Your portable rain shield/weapon and you
By Caroline Ho, Assistant Editor
As you may or may not have noticed, the rainy season is upon us once more, dousing Metro Vancouver in its familiar damp, mopey shroud of wetness. Yes, umbrella weather has returned—and with it the constant struggle against the whims of unpredictability, along with the ignominy of stepping out into the torrential downpour with gloriously clompy galoshes and giant umbrellas only to be stuck outside an hour later in the balmy 22-degree sunlight surrounded by people in flip-flops.
Alas, the shameful burden of carrying one’s umbrella on an absurdly sunny day! Fortunately, the seemingly unnecessary umbrella need not only be a mark of naivety in trusting the weather report (though really, you should know better). Below you shall find a list of the best alternate uses for your personal waterproofing device. These tips will keep your ’brella from feeling all sad and existentialist when not actively employed in its rain-shielding function.
Let’s face it, you’ll be “accidentally” whacking people with your handheld canopy all the time anyway. Also, who hasn’t whipped out an automatic spring-loaded umbrella and admired its similarity to a lightsaber before?
The traditional art of Um-Brella-Fu is best practiced against a random stranger on a busy street and accompanied with one’s best passive aggressive and inauthentic “Sorry!” Requiring finesse, klutziness, and a meticulously calculated lack of spatial awareness, this art exercises all of the muscles not honed by the sports of jaywalking and cyclist-dodging.
Personal space bubble enlarger
An extension of the above, just like the umbrella’s intricate patterns and propensity for twirling are an extension of your soul. Use the rain-repelling apparatus to gesture vaguely at anyone who enters your umbrella-length radius. You don’t want anyone getting too close—you might get infected with like… cooties, or political conservatism, or something.
If you want to up your ’brella game, wait for a day when it’s been previously raining, and your portable precipitation shield is sufficiently saturated, then board a bus (the more crowded the better) and plop the soaking wet umbrella on the seat beside you. This will inconvenience not only your current fellow transit-riders but also any poor saps in the future who unwittingly position their bottoms onto the drenched seat. Maximal assholery for minimal effort—that’s how to really have an impact on the world, fools.

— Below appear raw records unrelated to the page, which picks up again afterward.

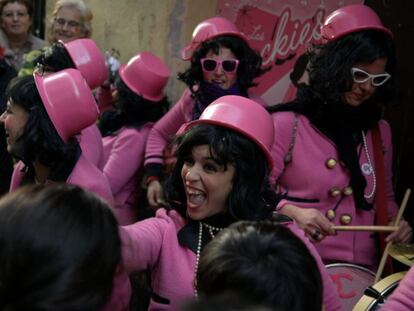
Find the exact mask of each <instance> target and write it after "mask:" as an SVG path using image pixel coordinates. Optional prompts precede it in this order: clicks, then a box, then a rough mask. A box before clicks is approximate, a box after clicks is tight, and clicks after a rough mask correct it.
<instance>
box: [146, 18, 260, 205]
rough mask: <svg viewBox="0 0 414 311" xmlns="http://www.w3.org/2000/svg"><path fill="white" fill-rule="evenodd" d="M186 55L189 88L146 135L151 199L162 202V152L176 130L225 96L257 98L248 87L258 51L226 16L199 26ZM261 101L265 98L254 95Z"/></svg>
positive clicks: (185, 55) (253, 75)
mask: <svg viewBox="0 0 414 311" xmlns="http://www.w3.org/2000/svg"><path fill="white" fill-rule="evenodd" d="M182 59H183V60H190V61H191V66H190V67H189V68H188V69H187V70H186V71H184V72H183V73H180V74H179V79H180V80H181V81H183V82H184V83H185V84H186V85H187V86H188V88H187V89H186V90H185V91H184V93H183V94H182V96H181V98H180V100H179V101H178V102H177V103H176V104H175V105H174V106H173V107H172V108H171V109H170V111H168V113H167V114H166V115H165V116H164V117H163V118H162V119H160V120H159V121H158V122H157V123H156V124H155V125H154V127H153V128H152V129H151V132H150V134H149V136H148V143H147V148H146V151H145V169H146V174H147V181H146V184H147V185H148V192H147V197H148V202H149V204H150V205H151V206H153V207H156V206H159V205H160V204H161V202H162V186H161V183H160V179H161V177H162V165H163V164H165V163H164V161H163V160H164V157H163V152H164V150H165V148H166V147H167V146H168V145H169V144H170V143H171V141H172V138H173V136H174V135H175V133H176V132H177V131H178V129H179V128H180V127H181V126H182V125H183V124H184V123H186V122H189V121H191V120H196V119H198V118H199V116H200V114H201V113H202V112H203V110H204V109H205V108H206V107H207V106H208V105H209V104H210V103H211V102H213V101H214V100H215V99H217V98H219V97H221V96H224V95H240V96H244V97H250V98H254V96H252V94H249V92H248V90H249V88H250V87H252V86H254V82H253V80H254V79H255V78H256V77H258V76H259V75H261V74H262V73H263V70H262V69H261V64H262V59H261V57H260V55H259V54H258V53H257V52H255V51H254V50H252V48H251V47H250V46H249V45H248V43H247V39H246V38H245V36H244V35H243V34H242V33H241V32H240V31H239V30H238V29H237V27H236V26H235V25H234V24H233V23H232V22H230V21H229V20H227V19H225V18H223V17H213V18H210V19H207V20H205V21H203V22H201V23H200V24H198V26H197V27H196V28H195V30H194V33H193V38H192V40H191V43H190V44H189V45H188V46H187V47H185V48H184V49H183V50H182ZM255 99H256V100H257V101H259V102H260V103H261V104H263V102H262V101H261V100H260V98H258V97H257V96H256V97H255Z"/></svg>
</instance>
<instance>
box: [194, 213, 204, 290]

SkyTrain door holder-opener
Dashing up the escalator when the familiar three-note chime begins to signal your doom? Simply lunge forward and pop the tip of your umbrella between the doors as they slide shut. The doors will spring back open obediently and you can saunter onto the train in triumph, trying to let your suaveness disguise how embarrassingly out of breath you are after sprinting up half the escalator.
Hold open directly in front of your face with the pole perpendicular to your body, arms bent at the elbow to provide optimal face concealment. Grip tightly, as tightly as you hold onto your futile dreams of home ownership. (Bonus, this also means your weapon will be at the ideal height to whack people with.)
’Brellas are conveniently engineered to be the perfect size and shape to obscure your sleep-deprived face, despondent expression, and entire field of vision. Great for hiding all of those tears you shed whenever you contemplate the lack of housing affordability… wait, those tears are actually rain? Okay, you should probably put your umbrella back up now.